Кажется, за все их знакомство Петька первый и единственный раз так разговорился. Всегда молчалив был сверх меры. Чем Льва Гавриловича и поражал. Молчит, молчит, потом бросит фразочку, а ты целый день ходишь, о ней думая. Но на этот раз говорил много и обо всем. Кружа по самому широкому полю, разговор их время от времени возвращался к одной точке — к женщинам. Почему — бог знает! Тогда он думал: монашество, мол, монашеством, а в парне кровь молодая играет, а сам меж тем тоже все сбивал его в эту сторону, и даже, бог знает к чему, сказал, что мужчиной мужчину делает все же женщина. «Оно так, — неожиданно согласился Петька. — Это правда. Точнее — часть правды. А другая ее часть состоит в том, что некоторые из них мужчин-то и разрушают. И разрушения эти бывают так глубоки, что другим женщинам уже не поправить».

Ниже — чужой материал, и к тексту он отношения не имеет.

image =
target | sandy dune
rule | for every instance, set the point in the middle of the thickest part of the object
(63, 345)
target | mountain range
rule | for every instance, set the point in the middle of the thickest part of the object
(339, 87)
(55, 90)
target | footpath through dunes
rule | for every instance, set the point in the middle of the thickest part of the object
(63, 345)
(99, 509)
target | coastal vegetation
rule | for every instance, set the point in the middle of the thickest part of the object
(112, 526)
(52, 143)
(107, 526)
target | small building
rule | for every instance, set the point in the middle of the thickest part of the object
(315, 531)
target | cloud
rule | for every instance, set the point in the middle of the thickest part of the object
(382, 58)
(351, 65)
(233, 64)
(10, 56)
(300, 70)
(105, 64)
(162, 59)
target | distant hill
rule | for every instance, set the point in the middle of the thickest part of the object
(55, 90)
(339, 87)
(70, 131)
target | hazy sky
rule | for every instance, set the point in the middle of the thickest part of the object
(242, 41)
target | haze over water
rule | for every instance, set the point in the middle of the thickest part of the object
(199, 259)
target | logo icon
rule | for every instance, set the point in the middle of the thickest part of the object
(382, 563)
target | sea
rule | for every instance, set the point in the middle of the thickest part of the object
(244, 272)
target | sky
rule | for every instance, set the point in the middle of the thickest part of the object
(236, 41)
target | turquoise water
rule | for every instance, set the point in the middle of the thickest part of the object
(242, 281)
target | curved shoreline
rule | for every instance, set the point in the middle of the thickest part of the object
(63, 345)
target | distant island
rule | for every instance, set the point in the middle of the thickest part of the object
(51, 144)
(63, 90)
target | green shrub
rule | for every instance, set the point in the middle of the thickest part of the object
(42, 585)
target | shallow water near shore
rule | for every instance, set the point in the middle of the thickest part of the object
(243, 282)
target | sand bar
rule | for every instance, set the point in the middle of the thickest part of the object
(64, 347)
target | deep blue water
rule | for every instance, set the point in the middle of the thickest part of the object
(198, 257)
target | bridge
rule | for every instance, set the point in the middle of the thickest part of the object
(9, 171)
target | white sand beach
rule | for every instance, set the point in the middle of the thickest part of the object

Он даже вздрогнул тогда, помнится, — настолько это подходило к истории двух его жен, которую Петька и знать-то не мог, а вот… Да что! Тогда у него еще была своя жизнь, и думалось в первую очередь о ней! Теперь, когда вспомнил, подумал, что Петька говорил о себе — в маленьком городке нельзя совсем уж ничего не знать друг о друге, и он что-то такое о Петьке слышал: о его госпитальном романе, недождавшейся невесте, что-то смутно-романтическое. Ведь Петька, хоть и был почти вдвое его младше, был солдатом, ветераном войны, а войны не бывают без личных трагедий. Мир, впрочем, тоже.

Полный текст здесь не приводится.